An archetype describes how you play — not how good you are. A player of any rank can be a Spearhead or an Anchor. Pick two below to read them side by side; each is scored from your behavior (entry, trading, clutching, survival, support), centered against your rank so raw skill doesn't decide it. ✦ marks a true hybrid, and Flex means no single style stands out.
“First through the door.”
Takes the first duel far more than average — high first-kill AND first-death rate (first in, win or lose).
“Always where they aren't.”
Low first-contact, plays isolated from teammates (few trades either way), frequent clutch situations.

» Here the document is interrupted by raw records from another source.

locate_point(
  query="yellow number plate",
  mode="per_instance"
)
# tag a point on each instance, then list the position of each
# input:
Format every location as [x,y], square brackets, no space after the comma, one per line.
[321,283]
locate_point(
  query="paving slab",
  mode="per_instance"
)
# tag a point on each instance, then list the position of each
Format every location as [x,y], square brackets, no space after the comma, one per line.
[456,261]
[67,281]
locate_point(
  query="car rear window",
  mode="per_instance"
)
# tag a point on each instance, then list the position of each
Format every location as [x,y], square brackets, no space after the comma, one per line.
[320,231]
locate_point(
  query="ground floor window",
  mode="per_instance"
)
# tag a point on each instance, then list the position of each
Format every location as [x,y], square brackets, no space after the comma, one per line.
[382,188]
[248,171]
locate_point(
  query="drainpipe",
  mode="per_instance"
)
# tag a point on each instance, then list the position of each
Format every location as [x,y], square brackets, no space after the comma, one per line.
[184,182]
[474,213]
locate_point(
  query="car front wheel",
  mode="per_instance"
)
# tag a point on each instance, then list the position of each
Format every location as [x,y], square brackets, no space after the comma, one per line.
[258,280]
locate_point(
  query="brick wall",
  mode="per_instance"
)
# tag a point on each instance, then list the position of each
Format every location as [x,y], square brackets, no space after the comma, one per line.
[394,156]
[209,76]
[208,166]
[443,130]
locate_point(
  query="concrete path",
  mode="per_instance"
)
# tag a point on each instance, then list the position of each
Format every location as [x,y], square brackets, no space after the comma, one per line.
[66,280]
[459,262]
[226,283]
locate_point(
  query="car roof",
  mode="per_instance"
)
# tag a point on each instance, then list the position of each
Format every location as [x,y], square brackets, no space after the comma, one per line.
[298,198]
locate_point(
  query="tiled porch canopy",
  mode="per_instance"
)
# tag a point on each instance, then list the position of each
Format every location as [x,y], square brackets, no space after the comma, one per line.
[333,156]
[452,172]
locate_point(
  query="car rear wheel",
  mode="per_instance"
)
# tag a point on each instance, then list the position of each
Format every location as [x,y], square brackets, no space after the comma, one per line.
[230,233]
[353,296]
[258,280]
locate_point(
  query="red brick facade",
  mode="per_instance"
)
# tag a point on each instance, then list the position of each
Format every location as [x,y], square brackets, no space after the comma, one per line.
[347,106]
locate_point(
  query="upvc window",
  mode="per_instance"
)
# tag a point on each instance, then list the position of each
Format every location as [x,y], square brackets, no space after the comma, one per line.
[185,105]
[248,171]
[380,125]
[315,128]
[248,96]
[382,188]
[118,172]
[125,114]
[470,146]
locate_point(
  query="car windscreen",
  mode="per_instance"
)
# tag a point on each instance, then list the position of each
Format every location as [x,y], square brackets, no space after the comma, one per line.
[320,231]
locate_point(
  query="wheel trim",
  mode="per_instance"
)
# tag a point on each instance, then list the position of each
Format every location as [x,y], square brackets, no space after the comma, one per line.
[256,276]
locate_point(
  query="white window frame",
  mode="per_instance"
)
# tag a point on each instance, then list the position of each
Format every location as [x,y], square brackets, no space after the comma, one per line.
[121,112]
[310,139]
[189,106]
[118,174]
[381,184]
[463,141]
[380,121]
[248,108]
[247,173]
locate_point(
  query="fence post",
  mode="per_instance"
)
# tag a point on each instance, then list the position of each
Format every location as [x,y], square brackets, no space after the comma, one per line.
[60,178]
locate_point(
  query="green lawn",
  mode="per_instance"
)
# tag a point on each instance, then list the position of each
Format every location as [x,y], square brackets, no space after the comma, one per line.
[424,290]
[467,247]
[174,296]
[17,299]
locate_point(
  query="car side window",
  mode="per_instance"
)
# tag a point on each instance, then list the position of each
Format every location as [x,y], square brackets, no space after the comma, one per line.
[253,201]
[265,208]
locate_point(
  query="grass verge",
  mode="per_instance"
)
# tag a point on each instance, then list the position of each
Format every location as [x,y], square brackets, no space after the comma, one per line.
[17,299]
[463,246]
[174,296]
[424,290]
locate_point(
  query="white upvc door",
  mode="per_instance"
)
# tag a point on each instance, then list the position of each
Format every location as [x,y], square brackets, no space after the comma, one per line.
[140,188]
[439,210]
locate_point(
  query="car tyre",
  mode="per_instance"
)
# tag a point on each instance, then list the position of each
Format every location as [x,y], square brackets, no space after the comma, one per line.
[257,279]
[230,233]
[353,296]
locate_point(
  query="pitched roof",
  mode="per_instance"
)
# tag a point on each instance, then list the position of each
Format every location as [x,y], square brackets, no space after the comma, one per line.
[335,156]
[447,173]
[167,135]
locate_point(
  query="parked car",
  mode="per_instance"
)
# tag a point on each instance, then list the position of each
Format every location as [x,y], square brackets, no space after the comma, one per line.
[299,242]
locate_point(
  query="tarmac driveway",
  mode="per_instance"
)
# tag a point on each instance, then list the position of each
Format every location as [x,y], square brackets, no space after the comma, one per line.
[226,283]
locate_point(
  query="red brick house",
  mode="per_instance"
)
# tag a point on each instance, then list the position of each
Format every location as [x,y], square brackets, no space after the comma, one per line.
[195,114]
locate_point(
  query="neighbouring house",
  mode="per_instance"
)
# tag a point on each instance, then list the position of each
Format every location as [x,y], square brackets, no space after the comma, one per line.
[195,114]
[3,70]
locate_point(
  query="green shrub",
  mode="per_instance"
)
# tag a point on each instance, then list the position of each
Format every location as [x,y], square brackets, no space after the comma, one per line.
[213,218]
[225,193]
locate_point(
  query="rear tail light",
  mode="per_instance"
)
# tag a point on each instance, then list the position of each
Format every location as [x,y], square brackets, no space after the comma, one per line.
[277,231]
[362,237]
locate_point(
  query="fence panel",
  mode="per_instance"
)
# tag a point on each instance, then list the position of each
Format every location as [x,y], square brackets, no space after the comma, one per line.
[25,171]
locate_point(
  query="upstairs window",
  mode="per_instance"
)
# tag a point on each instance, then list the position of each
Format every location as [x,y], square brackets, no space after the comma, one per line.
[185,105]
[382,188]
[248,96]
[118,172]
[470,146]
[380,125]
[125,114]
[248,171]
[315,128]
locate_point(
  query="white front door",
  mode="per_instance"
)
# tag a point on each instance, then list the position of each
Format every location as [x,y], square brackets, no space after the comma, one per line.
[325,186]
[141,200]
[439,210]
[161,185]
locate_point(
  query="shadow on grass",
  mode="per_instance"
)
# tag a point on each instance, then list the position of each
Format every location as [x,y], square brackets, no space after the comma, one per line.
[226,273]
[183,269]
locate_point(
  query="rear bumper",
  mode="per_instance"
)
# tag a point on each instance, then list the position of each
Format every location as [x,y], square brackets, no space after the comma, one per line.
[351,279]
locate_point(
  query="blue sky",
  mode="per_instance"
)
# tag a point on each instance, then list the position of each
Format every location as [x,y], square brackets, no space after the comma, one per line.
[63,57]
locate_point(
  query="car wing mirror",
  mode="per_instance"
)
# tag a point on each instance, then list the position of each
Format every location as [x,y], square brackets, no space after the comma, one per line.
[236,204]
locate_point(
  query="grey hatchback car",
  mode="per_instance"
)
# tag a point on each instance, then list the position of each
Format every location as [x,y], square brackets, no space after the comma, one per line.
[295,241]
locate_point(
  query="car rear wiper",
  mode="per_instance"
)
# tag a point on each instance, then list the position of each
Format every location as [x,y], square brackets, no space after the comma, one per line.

“Calm when it's 1-versus-everyone.”
Frequent clutch situations AND a high clutch win rate (needs both — geometric-mean gated).
“The site does not fall.”
High survival rate, low first-contact, plays near teammates, steady KAST.
“Makes everyone else better.”
High assist ratio, strong trade discipline, high KAST, lower personal combat score.
“Top of the scoreboard.”
High ACS and frequent multikills (the volume pole) with a strong K/D.
“One tap, one kill.”
Headshot % above your rank, a high opening-duel win rate, and a strong K/D — precision that sits alongside volume, not opposite it.
“Same player, every game.”
Low game-to-game ACS variance and consistently high KAST (needs several games).
“A bit of everything.”
No archetype clears the distinctiveness bar — a balanced, all-round profile.
The scoreboard never shows how much you win. Your utility, setups, and timing do the quiet heavy lifting: you trade the instant a teammate drops, flood the team with info, and stack the assists that let your stars pop off. You play for the round over your own stat line — the glue that makes everyone around you better.
You don't live in one lane. Your stat line is balanced across entry, support, fragging and survival — no single behavior stands out, which is exactly what lets you slot into whatever the team needs on the night. It's the profile of an adaptable role-player rather than a specialist (yet).